Technologies Used for Predictive Analytics

Gartner has been publishing its Magic Quadrant on Business Intelligence and Analytics Platforms since 2006. Due to the increased importance of Predictive Analytics in the marketplace, Gartner decided to create a separate Magic Quadrant for Advanced Analytics Platforms which focuses on Predictive Analytics and published its first version in February 2014. Since it is the first version of the Magic Quadrant, all vendors listed are new and no vendors were dropped.

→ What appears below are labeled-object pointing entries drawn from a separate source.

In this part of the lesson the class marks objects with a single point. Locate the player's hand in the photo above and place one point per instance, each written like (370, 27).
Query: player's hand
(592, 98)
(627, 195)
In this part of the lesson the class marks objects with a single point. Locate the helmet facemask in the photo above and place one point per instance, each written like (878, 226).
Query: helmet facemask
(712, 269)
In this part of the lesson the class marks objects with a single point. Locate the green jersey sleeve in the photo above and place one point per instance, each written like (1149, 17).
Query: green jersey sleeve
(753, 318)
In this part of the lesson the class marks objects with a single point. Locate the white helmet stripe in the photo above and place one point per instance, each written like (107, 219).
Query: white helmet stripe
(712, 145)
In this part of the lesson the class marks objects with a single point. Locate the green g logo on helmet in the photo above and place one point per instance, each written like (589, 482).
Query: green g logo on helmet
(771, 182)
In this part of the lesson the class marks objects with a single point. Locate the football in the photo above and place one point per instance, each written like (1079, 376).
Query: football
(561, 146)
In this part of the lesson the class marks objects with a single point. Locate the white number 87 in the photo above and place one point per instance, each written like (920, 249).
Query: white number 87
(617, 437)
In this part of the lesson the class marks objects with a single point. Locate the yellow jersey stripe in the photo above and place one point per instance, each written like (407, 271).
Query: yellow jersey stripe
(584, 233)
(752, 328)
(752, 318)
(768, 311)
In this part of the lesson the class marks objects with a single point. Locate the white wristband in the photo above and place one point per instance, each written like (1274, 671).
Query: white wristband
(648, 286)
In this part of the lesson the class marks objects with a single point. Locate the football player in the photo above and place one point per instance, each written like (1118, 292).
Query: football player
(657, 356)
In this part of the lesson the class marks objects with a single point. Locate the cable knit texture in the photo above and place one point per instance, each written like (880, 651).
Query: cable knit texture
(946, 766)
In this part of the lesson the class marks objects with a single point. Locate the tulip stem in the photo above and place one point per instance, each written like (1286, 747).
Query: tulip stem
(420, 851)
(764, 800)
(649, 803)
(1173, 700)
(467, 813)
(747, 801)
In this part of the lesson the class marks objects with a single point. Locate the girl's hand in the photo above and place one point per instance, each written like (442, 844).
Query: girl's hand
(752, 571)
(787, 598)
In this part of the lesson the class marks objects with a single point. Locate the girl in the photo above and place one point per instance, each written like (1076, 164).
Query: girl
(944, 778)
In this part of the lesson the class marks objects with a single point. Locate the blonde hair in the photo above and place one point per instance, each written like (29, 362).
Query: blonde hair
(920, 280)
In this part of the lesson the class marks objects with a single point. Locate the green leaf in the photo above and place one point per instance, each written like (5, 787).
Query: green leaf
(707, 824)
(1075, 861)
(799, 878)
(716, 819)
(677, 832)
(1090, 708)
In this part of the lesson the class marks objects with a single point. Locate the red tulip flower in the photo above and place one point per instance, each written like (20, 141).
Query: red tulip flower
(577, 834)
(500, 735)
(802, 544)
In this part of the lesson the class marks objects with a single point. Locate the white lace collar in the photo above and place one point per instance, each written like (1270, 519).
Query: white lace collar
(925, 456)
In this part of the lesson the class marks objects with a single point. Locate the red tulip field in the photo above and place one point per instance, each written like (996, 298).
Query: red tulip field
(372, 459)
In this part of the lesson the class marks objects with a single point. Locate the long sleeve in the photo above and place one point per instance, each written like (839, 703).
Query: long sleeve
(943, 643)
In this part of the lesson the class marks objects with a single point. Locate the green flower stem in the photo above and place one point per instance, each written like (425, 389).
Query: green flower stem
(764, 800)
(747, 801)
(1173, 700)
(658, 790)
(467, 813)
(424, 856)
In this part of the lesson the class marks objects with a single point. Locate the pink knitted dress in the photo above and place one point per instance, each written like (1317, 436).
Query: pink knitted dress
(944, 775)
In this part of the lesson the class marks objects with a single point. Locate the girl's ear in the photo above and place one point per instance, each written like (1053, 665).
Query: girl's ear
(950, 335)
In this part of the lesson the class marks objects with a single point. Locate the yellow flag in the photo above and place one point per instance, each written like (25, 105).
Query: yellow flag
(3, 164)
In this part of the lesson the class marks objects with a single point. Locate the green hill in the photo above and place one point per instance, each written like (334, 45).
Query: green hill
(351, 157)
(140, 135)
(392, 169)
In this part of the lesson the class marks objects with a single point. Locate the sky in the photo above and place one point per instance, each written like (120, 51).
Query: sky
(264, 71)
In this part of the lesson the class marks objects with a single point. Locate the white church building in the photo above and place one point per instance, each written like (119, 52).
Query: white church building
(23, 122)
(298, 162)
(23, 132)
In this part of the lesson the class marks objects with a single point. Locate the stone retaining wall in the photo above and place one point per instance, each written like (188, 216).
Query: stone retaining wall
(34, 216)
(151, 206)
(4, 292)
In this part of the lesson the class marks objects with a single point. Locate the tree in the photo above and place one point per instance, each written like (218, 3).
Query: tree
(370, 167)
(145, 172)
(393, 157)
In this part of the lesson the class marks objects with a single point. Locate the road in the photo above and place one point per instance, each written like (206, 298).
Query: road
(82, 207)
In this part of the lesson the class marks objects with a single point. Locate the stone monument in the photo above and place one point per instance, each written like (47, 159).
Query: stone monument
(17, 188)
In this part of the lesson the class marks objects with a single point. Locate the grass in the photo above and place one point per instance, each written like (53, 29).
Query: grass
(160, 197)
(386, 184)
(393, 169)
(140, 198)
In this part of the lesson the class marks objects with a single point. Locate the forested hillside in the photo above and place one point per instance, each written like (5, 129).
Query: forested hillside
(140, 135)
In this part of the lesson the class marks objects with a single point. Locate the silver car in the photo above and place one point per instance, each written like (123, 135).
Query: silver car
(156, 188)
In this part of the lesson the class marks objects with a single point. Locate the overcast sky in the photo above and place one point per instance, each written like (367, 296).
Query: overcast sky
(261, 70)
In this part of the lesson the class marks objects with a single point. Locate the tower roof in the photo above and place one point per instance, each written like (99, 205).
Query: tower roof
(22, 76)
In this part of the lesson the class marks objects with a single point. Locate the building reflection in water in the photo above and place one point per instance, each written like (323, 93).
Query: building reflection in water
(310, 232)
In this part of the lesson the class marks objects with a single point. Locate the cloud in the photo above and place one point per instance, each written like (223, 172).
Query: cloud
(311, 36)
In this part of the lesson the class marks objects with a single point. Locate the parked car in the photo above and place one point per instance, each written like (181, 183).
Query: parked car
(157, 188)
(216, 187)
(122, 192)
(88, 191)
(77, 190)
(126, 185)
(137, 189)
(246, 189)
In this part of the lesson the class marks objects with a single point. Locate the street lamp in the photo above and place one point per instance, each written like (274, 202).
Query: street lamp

Gartner's Magic Quadrant for Advanced Analytics Platforms
Gartner’s Magic Quadrant for Advanced Analytics Platforms

As we can see from this Magic Quadrant that it includes well-known vendors but also vendors that are not as big or as well-known. It is interesting to note that open-source vendors such as RapidMiner (a Chicago company) and Knime (a European company) are in the same Leaders Quadrant as well-established vendors such as SAS and IBM. While there are some issues with these open-source vendors as stated in the report but perhaps this Magic Quadrant is also an indication of where the next generation of analytics would come from. Due to the very nature of open-source, there are more opportunities for cheaper customization which would give the organizations the flexibility to be as granular as they want to be. Of course code stability and lack of proper documentation are issues that organizations need to be cognizant about. Organizations may also want to “try-out” these open source tools before they make a big commitment to proprietary software to see if Predictive Analytics is something they want to invest heavily in.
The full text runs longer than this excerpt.